A plan to streamline Greece’s higher education system, leaving fewer departments offering courses on the most popular subjects and abolishing those with scant demand, was unveiled last Thursday by Education Minister Constantinos Arvanitopoulos, reports Ekathimerini.
UNITED KINGDOM

Under proposals backed by David Willetts, the UK universities minister, publicly funded research will shift to an ‘open access’ model by 2014, writes Nick Collins for The Telegraph. But leading scholarly societies have warned that the move could have a serious impact on academic life.
UNITED KINGDOM

The chairs of five parliamentary committees have written to British Prime Minister David Cameron to urge him to remove overseas student numbers from migration targets, reports BBC News.
MALAYSIA

There are too many private colleges in Malaysia and so the government has disallowed new ones to be set up in the next two years, writes Priya Kulasagaran for The Star.
DENMARK

After the centre-left government assumed power in 2011, it stressed that attracting highly skilled foreigners was a vital prerequisite for Denmark’s ability to compete internationally.
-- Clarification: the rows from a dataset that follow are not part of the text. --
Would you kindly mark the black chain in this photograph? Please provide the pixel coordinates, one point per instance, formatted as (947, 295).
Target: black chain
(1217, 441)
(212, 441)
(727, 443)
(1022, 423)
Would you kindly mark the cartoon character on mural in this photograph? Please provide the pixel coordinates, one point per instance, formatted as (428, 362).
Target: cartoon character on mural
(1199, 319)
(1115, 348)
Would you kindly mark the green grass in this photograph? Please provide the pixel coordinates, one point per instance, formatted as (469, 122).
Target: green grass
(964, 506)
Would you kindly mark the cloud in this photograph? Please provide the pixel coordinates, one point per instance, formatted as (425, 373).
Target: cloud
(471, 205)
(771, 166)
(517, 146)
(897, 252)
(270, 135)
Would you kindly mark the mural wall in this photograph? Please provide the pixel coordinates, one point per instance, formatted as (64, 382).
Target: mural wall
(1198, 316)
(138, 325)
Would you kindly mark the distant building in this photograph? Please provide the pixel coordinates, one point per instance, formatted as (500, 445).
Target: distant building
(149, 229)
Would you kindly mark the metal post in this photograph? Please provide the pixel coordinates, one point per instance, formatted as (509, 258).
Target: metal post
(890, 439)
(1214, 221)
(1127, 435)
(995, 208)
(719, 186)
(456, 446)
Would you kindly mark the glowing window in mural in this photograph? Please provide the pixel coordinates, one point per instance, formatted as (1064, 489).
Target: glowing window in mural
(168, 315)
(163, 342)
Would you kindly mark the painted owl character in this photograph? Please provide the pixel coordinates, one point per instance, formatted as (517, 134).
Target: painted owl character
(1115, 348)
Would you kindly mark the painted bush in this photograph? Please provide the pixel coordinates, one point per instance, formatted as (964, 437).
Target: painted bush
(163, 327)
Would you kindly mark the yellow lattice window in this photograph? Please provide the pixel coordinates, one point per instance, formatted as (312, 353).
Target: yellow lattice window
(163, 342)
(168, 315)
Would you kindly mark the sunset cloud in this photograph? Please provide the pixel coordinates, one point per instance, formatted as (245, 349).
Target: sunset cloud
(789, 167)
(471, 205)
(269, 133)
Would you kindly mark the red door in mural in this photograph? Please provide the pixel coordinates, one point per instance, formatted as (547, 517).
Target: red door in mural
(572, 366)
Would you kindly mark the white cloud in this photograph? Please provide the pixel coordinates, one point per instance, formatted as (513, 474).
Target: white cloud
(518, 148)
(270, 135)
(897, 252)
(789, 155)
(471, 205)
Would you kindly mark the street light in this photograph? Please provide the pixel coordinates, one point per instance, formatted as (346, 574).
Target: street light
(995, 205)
But despite promises to ease immigration restrictions, the government has made it more expensive and difficult for universities to hire foreigners, reports The Copenhagen Post.
CANADA

Six British Columbia universities have ramped up their push for an increase in government funding, releasing a report that shows the province’s economy will soon be facing a shortage of thousands of university and college graduates, writes Jonathan Fowlie for The Vancouver Sun.
CANADA

A celebrated Montreal scientist and a senior executive at one of the world’s biggest drug companies co-authored a study that contains “intentionally contrived and falsified” images, according to a report from McGill University, writes Margaret Munro for Postmedia News.
PALESTINE

Palestinian Authority Minister of Higher Education Ali Jarbawi last weekend issued an official condemnation of a Gaza university’s decision to implement an ‘Islamic’ dress code for female students, reports Ma’an.
UNITED STATES

Colleges and universities depend largely on donations, and if one estimate holds true, giving to higher education institutions is on track to exceed the watermark set before the 2009 recession, writes Whitney Burdette for The State Journal.
UNITED STATES

After two strong years, college and university endowments lost ground slightly during the fiscal year ending last 30 June, with their investments declining 0.3% on average, according to a new study, writes Justin Pope for Bloomberg Businessweek.
GLOBAL

Taking an administrative leave in Benin for the past six months provided an eye-opening contrast to my first study-abroad experience in Mexico City back in 1980. Of particular note was the insidious impact of new communication technologies on living and learning in another culture, writes Robert Huesca for The Chronicle of Higher Education.
UNITED KINGDOM

Universities have welcomed a 3.5% increase in the number of students applying to start university this autumn, but warn that applications are still not back on track, writes Rebecca Ratcliffe for the Guardian.
UNITED STATES

New York City Mayor Michael Bloomberg has pledged $350 million to Johns Hopkins University, mainly to expand its interdisciplinary research on an array of issues including global health and urban revitalisation, as his lifetime giving to his alma mater eclipses $1 billion, reports Associated Press.
YEMEN

A spokesperson for the Sana’a University Employees’ Syndicate, Mohammed Abdulqawi Al-Absi, has declared a comprehensive strike at several of Yemen’s public universities to protest against the passing of a law that allows academics but not administrative staff to be elected to senior posts, writes Bassam Al-Shamori for Yemen Times.